Page:Revue des Deux Mondes - 1912 - tome 9.djvu/508

Le texte de cette page a été corrigé et est conforme au fac-similé.

de son ministère une majorité compacte ; il eût été le négociateur écouté de l’accord que je comptais établir avec la Droite depuis que l’attitude révolutionnaire de la Gauche m’obligeait à la traiter en ennemie à détruire.

La présence de l’Empereur nous eût été utile d’une autre manière. Il avait conservé intactes ses qualités supérieures : le jugement, la clairvoyance, la netteté d’esprit. La maladie n’avait affaibli que sa volonté ; nous aurions voulu pour lui et il nous eût éclairés de ses lumières. J’arrivai donc à cette conclusion que le premier but que je devais poursuivre en ce moment était le remplacement de l’Empereur à la tête de l’armée et son retour à Paris. Il arriverait à l’improviste, adresserait un message à la Chambre qui se résumerait dans cette idée : « J’ai mis provisoirement à la tête de l’armée qui résiste à l’invasion le capitaine que m’a désigné l’opinion publique, Bazaine, et je viens combattre et écraser l’armée de la Révolution afin que nos soldats ne soient pas pris entre deux feux. » Même n’étant pas ainsi motivé, ce retour n’eût pas surpris ; il était tellement dans la nécessité des circonstances que Jules Favre l’avait réclamé quelques heures auparavant, précisément par la raison qui m’y décidait : l’insuffisance du commandement.

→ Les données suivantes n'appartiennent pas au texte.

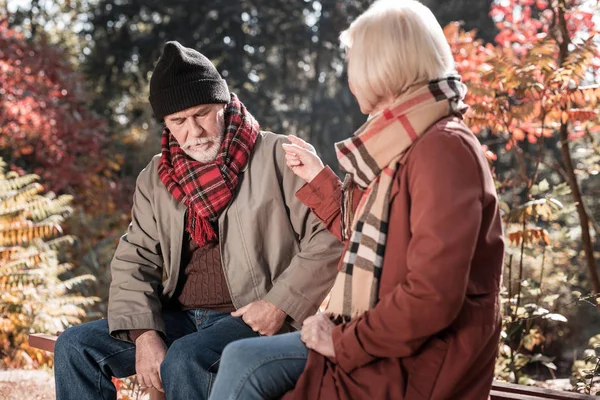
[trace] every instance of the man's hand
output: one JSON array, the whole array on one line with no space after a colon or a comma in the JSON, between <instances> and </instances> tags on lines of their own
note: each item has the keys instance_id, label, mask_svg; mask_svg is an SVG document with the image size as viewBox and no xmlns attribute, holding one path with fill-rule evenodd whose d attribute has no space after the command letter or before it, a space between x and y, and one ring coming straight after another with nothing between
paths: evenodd
<instances>
[{"instance_id":1,"label":"man's hand","mask_svg":"<svg viewBox=\"0 0 600 400\"><path fill-rule=\"evenodd\" d=\"M234 317L242 317L246 325L254 332L271 336L276 334L285 322L286 314L274 304L259 300L250 303L231 313Z\"/></svg>"},{"instance_id":2,"label":"man's hand","mask_svg":"<svg viewBox=\"0 0 600 400\"><path fill-rule=\"evenodd\" d=\"M325 314L313 315L304 320L300 338L309 349L335 361L334 327L335 324Z\"/></svg>"},{"instance_id":3,"label":"man's hand","mask_svg":"<svg viewBox=\"0 0 600 400\"><path fill-rule=\"evenodd\" d=\"M132 336L135 332L132 331ZM164 393L160 380L160 364L167 354L167 346L156 331L135 335L135 373L142 388L154 387Z\"/></svg>"}]
</instances>

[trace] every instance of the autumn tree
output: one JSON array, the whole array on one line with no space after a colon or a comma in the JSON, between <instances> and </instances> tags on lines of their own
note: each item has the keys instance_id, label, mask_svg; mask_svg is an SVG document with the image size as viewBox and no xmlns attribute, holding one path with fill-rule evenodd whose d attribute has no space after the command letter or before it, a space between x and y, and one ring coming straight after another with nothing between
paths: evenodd
<instances>
[{"instance_id":1,"label":"autumn tree","mask_svg":"<svg viewBox=\"0 0 600 400\"><path fill-rule=\"evenodd\" d=\"M573 148L597 151L595 136L600 131L600 87L595 80L600 65L594 36L598 27L582 3L496 3L490 13L500 30L495 46L484 46L475 32L461 32L456 25L446 32L470 89L468 123L484 141L490 138L495 153L516 161L517 168L499 175L501 189L510 189L527 201L543 168L568 183L579 217L588 278L594 292L600 293L590 232L593 224L581 182L581 178L594 179L597 172L591 170L593 165L582 171L573 161Z\"/></svg>"}]
</instances>

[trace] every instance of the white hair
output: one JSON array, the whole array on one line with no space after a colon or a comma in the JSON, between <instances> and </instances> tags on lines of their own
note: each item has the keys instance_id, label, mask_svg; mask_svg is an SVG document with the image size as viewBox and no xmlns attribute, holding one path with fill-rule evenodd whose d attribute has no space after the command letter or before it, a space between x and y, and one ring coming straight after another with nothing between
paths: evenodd
<instances>
[{"instance_id":1,"label":"white hair","mask_svg":"<svg viewBox=\"0 0 600 400\"><path fill-rule=\"evenodd\" d=\"M359 102L371 108L455 72L442 27L416 0L377 0L340 41L348 50L348 81Z\"/></svg>"}]
</instances>

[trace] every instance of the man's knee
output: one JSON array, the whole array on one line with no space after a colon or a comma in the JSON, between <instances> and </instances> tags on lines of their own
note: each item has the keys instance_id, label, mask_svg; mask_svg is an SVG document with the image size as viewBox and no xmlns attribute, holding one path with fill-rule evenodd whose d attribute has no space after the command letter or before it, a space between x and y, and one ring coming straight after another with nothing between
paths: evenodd
<instances>
[{"instance_id":1,"label":"man's knee","mask_svg":"<svg viewBox=\"0 0 600 400\"><path fill-rule=\"evenodd\" d=\"M167 355L160 365L161 377L183 377L186 372L194 370L195 364L199 360L195 359L196 352L190 349L189 346L182 344L180 341L175 341L169 350Z\"/></svg>"},{"instance_id":2,"label":"man's knee","mask_svg":"<svg viewBox=\"0 0 600 400\"><path fill-rule=\"evenodd\" d=\"M60 357L80 347L82 325L72 326L58 336L54 344L54 356Z\"/></svg>"},{"instance_id":3,"label":"man's knee","mask_svg":"<svg viewBox=\"0 0 600 400\"><path fill-rule=\"evenodd\" d=\"M82 353L88 346L88 341L97 341L101 334L108 335L106 320L87 322L67 328L56 339L54 359L69 357L73 353Z\"/></svg>"}]
</instances>

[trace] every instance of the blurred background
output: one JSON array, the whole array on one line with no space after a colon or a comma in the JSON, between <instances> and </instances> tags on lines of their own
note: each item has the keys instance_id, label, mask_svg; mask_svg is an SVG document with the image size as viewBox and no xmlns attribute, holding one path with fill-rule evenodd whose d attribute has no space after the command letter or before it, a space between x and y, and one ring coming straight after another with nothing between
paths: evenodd
<instances>
[{"instance_id":1,"label":"blurred background","mask_svg":"<svg viewBox=\"0 0 600 400\"><path fill-rule=\"evenodd\" d=\"M136 176L160 152L147 99L166 41L201 51L262 129L305 138L335 169L333 143L366 119L338 36L371 3L0 0L0 367L48 368L29 332L105 316ZM469 86L467 123L502 199L497 378L593 393L598 2L423 3Z\"/></svg>"}]
</instances>

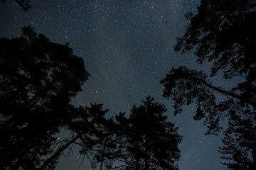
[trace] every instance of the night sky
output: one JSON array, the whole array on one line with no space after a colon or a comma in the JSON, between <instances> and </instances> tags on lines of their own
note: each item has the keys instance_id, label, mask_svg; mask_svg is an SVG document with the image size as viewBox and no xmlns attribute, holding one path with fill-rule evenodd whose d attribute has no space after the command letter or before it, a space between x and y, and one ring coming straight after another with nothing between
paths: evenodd
<instances>
[{"instance_id":1,"label":"night sky","mask_svg":"<svg viewBox=\"0 0 256 170\"><path fill-rule=\"evenodd\" d=\"M209 65L195 62L193 51L181 55L173 50L176 38L182 36L188 23L183 16L196 12L199 0L29 1L28 11L14 1L1 2L0 36L20 36L21 28L31 25L53 42L68 42L92 75L82 86L84 91L73 100L75 106L104 103L111 116L120 111L129 113L134 103L140 105L151 95L165 104L169 120L183 136L179 144L180 170L225 168L218 152L222 135L204 135L206 127L193 120L193 105L185 106L183 113L174 117L172 101L161 96L164 86L159 83L172 67L209 72ZM215 79L218 86L229 84L220 77ZM60 138L65 135L62 132ZM78 150L73 147L73 154L62 157L57 169L78 169L83 158ZM91 169L86 159L80 169Z\"/></svg>"}]
</instances>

Depuis l’événement, Jules Simon a eu la franchise de reconnaître qu’en effet la sagesse était bien là et, qu’ « en ramenant l’Empereur à Paris, et surtout en supprimant la Régence, c’était tenter la seule chance de salut qui restait alors à la dynastie[1]. » Je tournais et retournais ces pensées et je m’y ancrais lorsque, malgré l’heure avancée, on m’annonça Chevandier.


VIII

Il arrivait tout ému, avec son air des jours de résolution. Il me dit : « La situation est des plus graves. Il n’y a pas un moment à perdre. Le danger est imminent. » Il me raconta que cet après-midi même avait eu lieu, rue de la Sourdière, une réunion des députés, des journalistes et des chefs révolutionnaires. Les chefs révolutionnaires récriminaient contre l’attitude trop prudente de la Gauche : elle aurait dû, comme les journalistes, réclamer un comité de défense choisi dans le Corps législatif, et

  1. Origine et chute du second Empire, p. 289.